Quando, lá atrás, Michael Jackson ergueu o videoclipe para patamares nunca antes vistos, o visual se tornou, talvez, o maior potencializador da música. Nesse sentido, Lica não apenas compactua com essa ideia, mas também considera que o visual e o sonoro são indissociáveis. “O meu cérebro, bem como meu processo criativo, funciona assim. Uma coisa sempre foi casada com a outra. Eu falo que eu sonho em novelas mexicanas (risos)”
“Me juntei, então, com uma amiga minha, Raquel Ladeira, que é diretora de cinema, para pensarmos nessa parte visual. O desafio foi enorme, afinal, como fazer uma novela mexicana com 10 reais? Pensamos então em como traduzir a sonoridade das músicas para o visual, já que o álbum é diferente do que está rolando no mercado da música brasileira, mas, ao mesmo tempo, é influenciado por esse mercado. Percebemos, então, que deveríamos brincar com isso, com essa questão de ser familiar e estranho simultaneamente.”

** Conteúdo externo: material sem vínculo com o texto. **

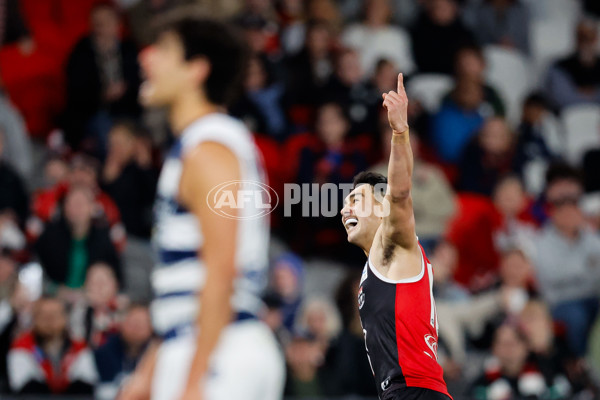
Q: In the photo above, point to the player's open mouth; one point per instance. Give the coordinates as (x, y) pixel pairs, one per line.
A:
(350, 223)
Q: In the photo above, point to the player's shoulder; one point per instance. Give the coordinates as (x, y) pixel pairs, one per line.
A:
(220, 128)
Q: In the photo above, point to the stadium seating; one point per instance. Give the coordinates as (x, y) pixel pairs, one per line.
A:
(429, 89)
(582, 129)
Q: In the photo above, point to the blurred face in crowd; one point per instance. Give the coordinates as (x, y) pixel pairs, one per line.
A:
(468, 94)
(361, 216)
(83, 173)
(332, 126)
(348, 68)
(167, 73)
(515, 269)
(100, 285)
(105, 23)
(495, 137)
(136, 328)
(509, 197)
(469, 64)
(536, 322)
(318, 39)
(510, 349)
(386, 76)
(442, 12)
(49, 319)
(121, 143)
(256, 78)
(444, 262)
(55, 170)
(79, 207)
(563, 198)
(285, 281)
(7, 268)
(377, 12)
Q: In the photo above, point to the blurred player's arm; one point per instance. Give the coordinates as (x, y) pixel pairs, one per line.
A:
(139, 384)
(399, 225)
(209, 165)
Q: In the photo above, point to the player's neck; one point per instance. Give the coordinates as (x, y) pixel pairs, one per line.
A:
(187, 108)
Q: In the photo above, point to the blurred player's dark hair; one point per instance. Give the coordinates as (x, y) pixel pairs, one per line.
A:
(377, 181)
(219, 43)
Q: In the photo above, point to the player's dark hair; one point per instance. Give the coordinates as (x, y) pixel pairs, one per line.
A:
(561, 172)
(220, 44)
(375, 180)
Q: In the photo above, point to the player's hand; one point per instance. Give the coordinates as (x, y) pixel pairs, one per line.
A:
(396, 104)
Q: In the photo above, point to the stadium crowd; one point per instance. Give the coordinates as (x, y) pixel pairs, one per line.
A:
(505, 121)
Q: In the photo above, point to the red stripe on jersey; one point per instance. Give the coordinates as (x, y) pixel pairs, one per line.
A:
(416, 333)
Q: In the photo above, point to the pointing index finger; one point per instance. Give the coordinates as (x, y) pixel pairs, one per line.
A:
(400, 83)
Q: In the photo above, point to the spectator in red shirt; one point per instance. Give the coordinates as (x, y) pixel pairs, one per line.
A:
(46, 360)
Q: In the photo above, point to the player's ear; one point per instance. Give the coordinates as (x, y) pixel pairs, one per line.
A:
(200, 69)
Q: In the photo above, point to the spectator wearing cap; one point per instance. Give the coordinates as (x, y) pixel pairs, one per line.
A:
(439, 27)
(129, 178)
(73, 242)
(103, 79)
(46, 360)
(568, 258)
(117, 358)
(576, 79)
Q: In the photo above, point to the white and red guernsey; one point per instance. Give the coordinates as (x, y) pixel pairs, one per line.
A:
(400, 326)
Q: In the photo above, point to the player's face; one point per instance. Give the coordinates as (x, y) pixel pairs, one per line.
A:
(360, 216)
(166, 72)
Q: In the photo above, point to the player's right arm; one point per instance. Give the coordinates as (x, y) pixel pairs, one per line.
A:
(398, 228)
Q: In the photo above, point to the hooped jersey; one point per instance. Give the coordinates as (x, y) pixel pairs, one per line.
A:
(400, 326)
(180, 273)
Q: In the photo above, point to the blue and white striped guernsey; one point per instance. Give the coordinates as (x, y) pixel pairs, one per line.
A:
(179, 274)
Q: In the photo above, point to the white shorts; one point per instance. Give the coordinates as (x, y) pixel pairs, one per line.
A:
(246, 364)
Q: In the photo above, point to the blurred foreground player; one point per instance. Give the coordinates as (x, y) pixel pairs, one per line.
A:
(395, 297)
(206, 260)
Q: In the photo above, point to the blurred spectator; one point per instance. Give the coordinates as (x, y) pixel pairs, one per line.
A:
(568, 258)
(96, 317)
(433, 198)
(129, 178)
(83, 172)
(287, 280)
(509, 375)
(500, 22)
(517, 224)
(310, 69)
(532, 144)
(375, 38)
(349, 89)
(13, 193)
(16, 146)
(466, 107)
(304, 356)
(46, 360)
(320, 319)
(332, 158)
(13, 26)
(550, 351)
(102, 80)
(576, 79)
(346, 370)
(118, 357)
(487, 158)
(73, 242)
(439, 27)
(261, 105)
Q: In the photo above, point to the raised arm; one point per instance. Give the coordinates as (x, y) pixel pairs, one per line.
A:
(399, 225)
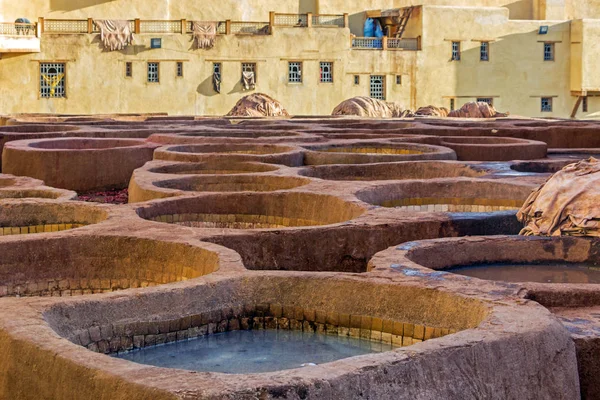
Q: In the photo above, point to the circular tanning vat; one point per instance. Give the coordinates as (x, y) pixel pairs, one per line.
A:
(449, 195)
(494, 148)
(272, 154)
(233, 183)
(374, 152)
(211, 168)
(75, 265)
(428, 324)
(541, 166)
(79, 164)
(253, 211)
(31, 128)
(392, 171)
(31, 216)
(541, 260)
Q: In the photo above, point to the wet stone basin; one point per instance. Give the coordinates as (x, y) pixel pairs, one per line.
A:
(254, 351)
(540, 273)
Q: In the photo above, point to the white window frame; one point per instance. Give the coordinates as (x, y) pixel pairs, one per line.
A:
(549, 51)
(326, 77)
(489, 100)
(546, 104)
(377, 90)
(295, 72)
(153, 72)
(455, 51)
(484, 51)
(46, 88)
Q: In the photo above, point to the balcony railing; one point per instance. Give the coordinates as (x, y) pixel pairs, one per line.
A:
(250, 28)
(324, 20)
(300, 20)
(75, 26)
(385, 43)
(402, 44)
(17, 29)
(309, 20)
(367, 43)
(161, 26)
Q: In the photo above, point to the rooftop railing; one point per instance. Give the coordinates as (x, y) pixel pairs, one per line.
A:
(17, 29)
(139, 26)
(309, 20)
(385, 43)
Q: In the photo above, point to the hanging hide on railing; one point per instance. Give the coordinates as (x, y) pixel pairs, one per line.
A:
(204, 34)
(567, 204)
(114, 34)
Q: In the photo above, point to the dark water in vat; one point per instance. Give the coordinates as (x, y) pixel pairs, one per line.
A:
(244, 352)
(542, 273)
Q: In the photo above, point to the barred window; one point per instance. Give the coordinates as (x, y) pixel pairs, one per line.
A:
(153, 72)
(378, 87)
(546, 104)
(52, 80)
(455, 51)
(295, 72)
(484, 51)
(326, 72)
(548, 51)
(249, 67)
(217, 70)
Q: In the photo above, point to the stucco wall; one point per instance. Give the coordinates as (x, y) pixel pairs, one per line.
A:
(516, 75)
(96, 81)
(226, 9)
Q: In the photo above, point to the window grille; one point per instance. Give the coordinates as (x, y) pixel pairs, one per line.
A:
(326, 72)
(249, 67)
(295, 72)
(548, 51)
(484, 51)
(52, 80)
(377, 87)
(546, 104)
(455, 51)
(153, 72)
(488, 100)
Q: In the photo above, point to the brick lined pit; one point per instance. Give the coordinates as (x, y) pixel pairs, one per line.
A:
(25, 217)
(76, 265)
(450, 195)
(253, 211)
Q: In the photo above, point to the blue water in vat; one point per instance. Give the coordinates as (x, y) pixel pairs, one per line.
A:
(254, 351)
(542, 273)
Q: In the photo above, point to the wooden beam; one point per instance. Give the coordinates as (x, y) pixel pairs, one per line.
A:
(576, 107)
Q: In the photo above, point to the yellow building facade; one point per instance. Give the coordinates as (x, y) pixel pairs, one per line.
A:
(533, 58)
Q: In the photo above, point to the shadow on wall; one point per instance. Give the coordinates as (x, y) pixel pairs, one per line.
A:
(306, 6)
(70, 5)
(522, 9)
(507, 54)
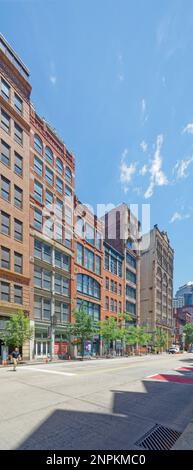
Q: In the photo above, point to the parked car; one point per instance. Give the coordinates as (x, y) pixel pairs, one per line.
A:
(173, 350)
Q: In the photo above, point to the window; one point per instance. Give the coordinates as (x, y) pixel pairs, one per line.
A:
(38, 165)
(18, 294)
(90, 234)
(130, 276)
(18, 134)
(59, 165)
(68, 175)
(38, 145)
(5, 223)
(49, 155)
(49, 176)
(46, 279)
(5, 188)
(59, 185)
(130, 260)
(46, 309)
(80, 252)
(119, 268)
(98, 240)
(98, 265)
(68, 191)
(38, 249)
(130, 308)
(18, 230)
(130, 292)
(88, 286)
(38, 191)
(5, 258)
(58, 232)
(68, 239)
(68, 216)
(79, 227)
(18, 263)
(18, 103)
(37, 276)
(59, 208)
(5, 121)
(47, 253)
(89, 259)
(38, 219)
(62, 312)
(18, 164)
(5, 90)
(5, 291)
(62, 261)
(62, 285)
(91, 308)
(49, 199)
(18, 197)
(5, 153)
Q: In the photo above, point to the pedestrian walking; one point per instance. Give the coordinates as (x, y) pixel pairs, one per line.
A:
(16, 357)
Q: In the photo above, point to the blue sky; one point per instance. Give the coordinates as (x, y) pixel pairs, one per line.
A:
(115, 80)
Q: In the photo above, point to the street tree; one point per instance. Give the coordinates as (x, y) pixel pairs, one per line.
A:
(188, 330)
(159, 339)
(109, 330)
(17, 330)
(84, 328)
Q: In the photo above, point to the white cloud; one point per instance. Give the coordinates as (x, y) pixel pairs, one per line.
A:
(143, 146)
(52, 79)
(143, 170)
(121, 77)
(188, 129)
(143, 106)
(181, 167)
(126, 171)
(157, 176)
(178, 217)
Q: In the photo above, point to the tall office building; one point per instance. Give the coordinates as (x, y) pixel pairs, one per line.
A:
(15, 92)
(157, 281)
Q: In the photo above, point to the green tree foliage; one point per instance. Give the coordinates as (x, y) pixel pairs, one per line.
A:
(84, 327)
(159, 339)
(17, 330)
(188, 330)
(109, 330)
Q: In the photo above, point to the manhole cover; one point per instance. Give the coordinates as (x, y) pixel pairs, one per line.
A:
(158, 438)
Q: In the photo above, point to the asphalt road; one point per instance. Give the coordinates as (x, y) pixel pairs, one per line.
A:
(96, 404)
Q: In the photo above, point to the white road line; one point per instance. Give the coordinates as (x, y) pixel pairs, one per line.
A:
(46, 371)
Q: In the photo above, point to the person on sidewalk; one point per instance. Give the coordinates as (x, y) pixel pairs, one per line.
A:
(15, 356)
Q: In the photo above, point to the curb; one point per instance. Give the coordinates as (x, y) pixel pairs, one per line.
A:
(185, 441)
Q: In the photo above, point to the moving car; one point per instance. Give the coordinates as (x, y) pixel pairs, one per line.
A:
(173, 350)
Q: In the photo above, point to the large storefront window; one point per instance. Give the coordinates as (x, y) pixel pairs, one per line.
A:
(87, 285)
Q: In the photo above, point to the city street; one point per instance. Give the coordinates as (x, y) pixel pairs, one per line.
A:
(102, 404)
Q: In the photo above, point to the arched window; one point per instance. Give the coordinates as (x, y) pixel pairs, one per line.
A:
(38, 144)
(59, 165)
(68, 175)
(49, 155)
(88, 286)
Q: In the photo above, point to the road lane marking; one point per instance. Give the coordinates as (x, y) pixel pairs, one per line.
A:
(46, 371)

O resultado? Paisagens que refletem o álbum sem esforço, mergulhando o comum no inusitado, sem deixar de perceber o ecossistema que possibilitou a existência desse trabalho. “Trabalhamos, assim, com cenas que são do cotidiano, mas que tem algo de surreal, seja uma iluminação, um som. É o possível misturado com o impossível. Tudo feito com a ajuda de muita gente, já que a produção independente é assim mesmo. Trabalhamos o mínimo de orçamento possível, e esse álbum só foi possível por conta de todos que acreditaram no projeto e deram uma mãozinha. Foi cara e coragem.”